Should patients make money by selling their healthcare data?

By Nicholas Kelly
Nicholas Kelly, CEO and co-founder of Axela Ltd, argues that healthcare data is valuable, so patients should be able to monetise it

Having been through 10 major surgeries and a medical discharge, taking an interest in and having more control over my health as an individual is a real motivator. We're each on our own healthcare journey and I think we should play a more active role.

Aside from the obvious benefits associated with stopping smoking or exercising more, for example, there’s a lot more to be gained. Some are longer term rewards – such as lower health insurance costs in exchange for making better health choices – but gains could also be immediate. 

Imagine if we could choose to share our (anonymised) healthcare journey with researchers and companies, and be rewarded for that instantly – like being part of a Quidco scheme for health. After all, our healthcare data is worth a lot, but we’re not the ones currently reaping the benefits.

Why is healthcare data so valuable?

I don’t think people are aware of just how valuable their healthcare data is. It’s potentially valuable if it’s applied in the right way – for example, health patterns can emerge through marrying up data from a tracker they wear and their medication data.

But it’s also valuable in monetary terms. The recent UK government move to gain consent to share people’s healthcare data gives an indication about this. Researchers and companies would benefit from using this data, and many are currently paying for access to it. Why shouldn’t we benefit ourselves? And how could that work, in principle?

Digital health records already exist. EMIS Health – formerly known as Egton Medical Information Systems – supplies electronic patient record systems and software used in primary care, acute care and community pharmacy in the UK. 

 Currently these records are used by healthcare providers – such as your GP – and more recently, we’ve been able to access our own medical records via the NHS app (now more well known for being a home for our “Covid Passports”). 

The healthcare data we can see now is heavily restricted so is only a top-level view. We can see flat notes (and some of us may even need access granted to do that). We don’t have the capability to share our health records as it stands.

How would this work?

It’s possible to create a secure, transparent and easy-to-use system that allows us to both access and interact with our health data.

For example, this could be via a secure app on our phones, tablets or desktops, similar to how someone currently accesses their online banking account. Within the app an individual could see an audit trail of their healthcare journey and how it’s been accessed and when, and decide how to interact with it themselves. There is a lot we can learn here from other industries that have a similar level of security and regulation.

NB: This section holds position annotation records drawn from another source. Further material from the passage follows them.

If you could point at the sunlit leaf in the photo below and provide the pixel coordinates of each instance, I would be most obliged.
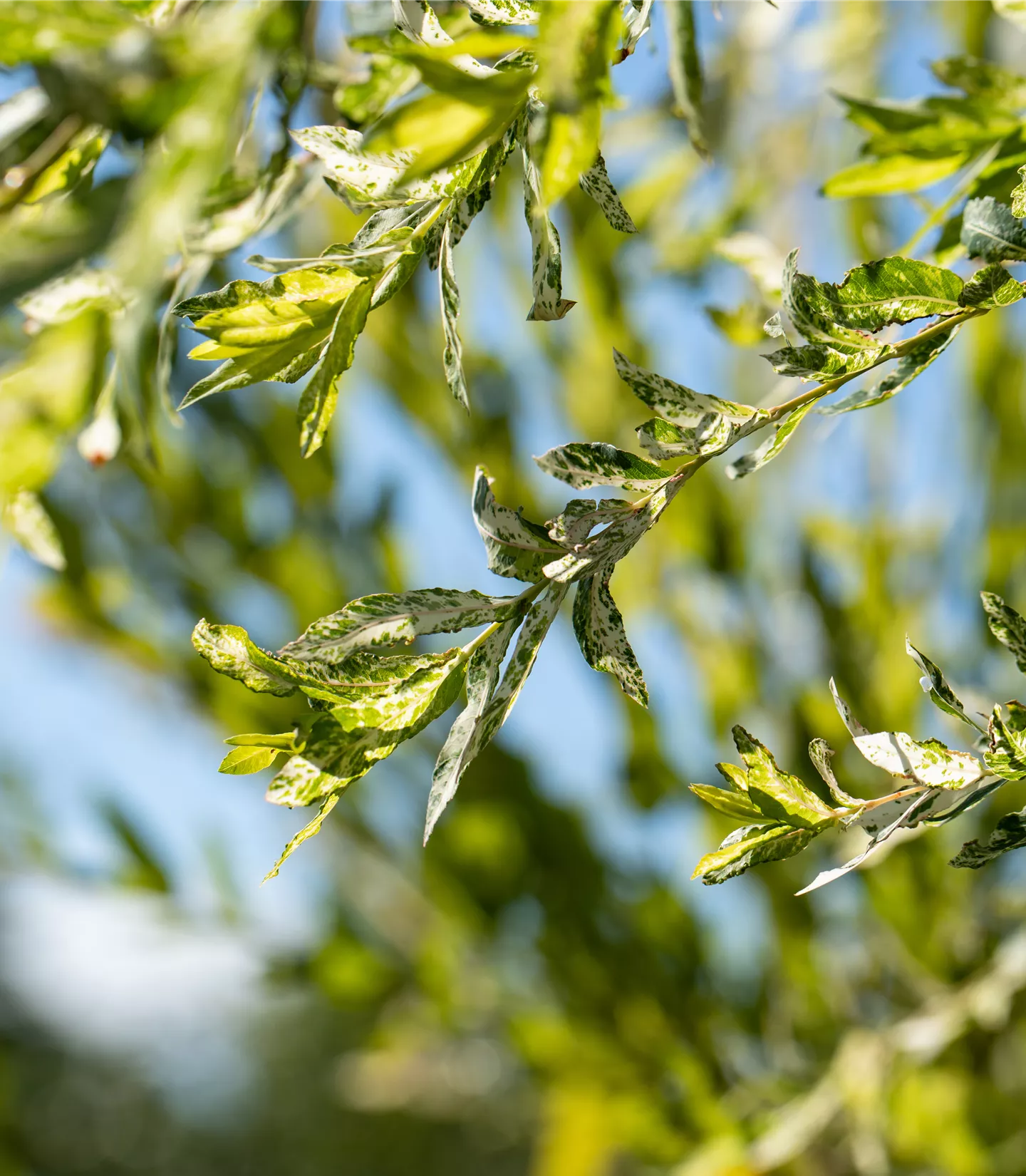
(583, 463)
(1010, 832)
(601, 634)
(387, 619)
(515, 546)
(1007, 626)
(991, 232)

How much and what data to share would be in an individual’s hands. If they understand what data there is, they can then choose whether or not it is shared. Data would be anonymised and secure, and they could also choose to not share at any stage and access could be removed instantly. A bit like deleting your Facebook profile and associated data. 

Data would be read-only and individuals could track where it was being used through a datacode. Any system needs to be clear, transparent and easy to navigate. In the same way individuals would share with a health professional or a research company, they would be able to share the data and set the permission with confirmation and validation points put in place. 

With a vitamin brand or a fitness brand, for example. I would envisage requests being made to view certain data records through the app or platform, and individuals could choose to accept or deny access to each one. It would be a system that started with the individual, rather than the company.

There are a few ways that someone could be paid for this. Once could be through direct payment from medical research and companies. They would identify the data criteria they needed and if an individual falls within that and accepts a request, the cost will be allocated (as with the Quidco analogy).

Or else through sharing their data, people would be rewarded for making better choices and meeting goals that they have set. For example, through sharing data with insurance companies they could receive a reduced premium. This already happens, although not always explicitly.

Individuals could also be rewarded using in-app reward coin which they could use for social prescribing measures (such as a course of yoga or pilates) or they could save them up and use them as vouchers. A longer-term solution, this could be done through machine learning with rewards tailored around the person’s own goals, and health gains. 

Keeping patient data secure

Security is paramount. But remember, banks have set a clear path for keeping highly sensitive data secure and they’ve been innovating in the sector for a long time. Their online and in-app security involves elements such as 2FA authentication and a clear and transparent audit trail. There is a lot we can learn and understand from this. 

The main problems around data and data sharing revolve around trust, which often leads straight back to transparency (or lack of it). Any system needs to be very clearly explained. There’s no reason not to be open about the possibilities for monetising our healthcare data, and not only bringing people on this data journey, but ensuring they are at the centre of it.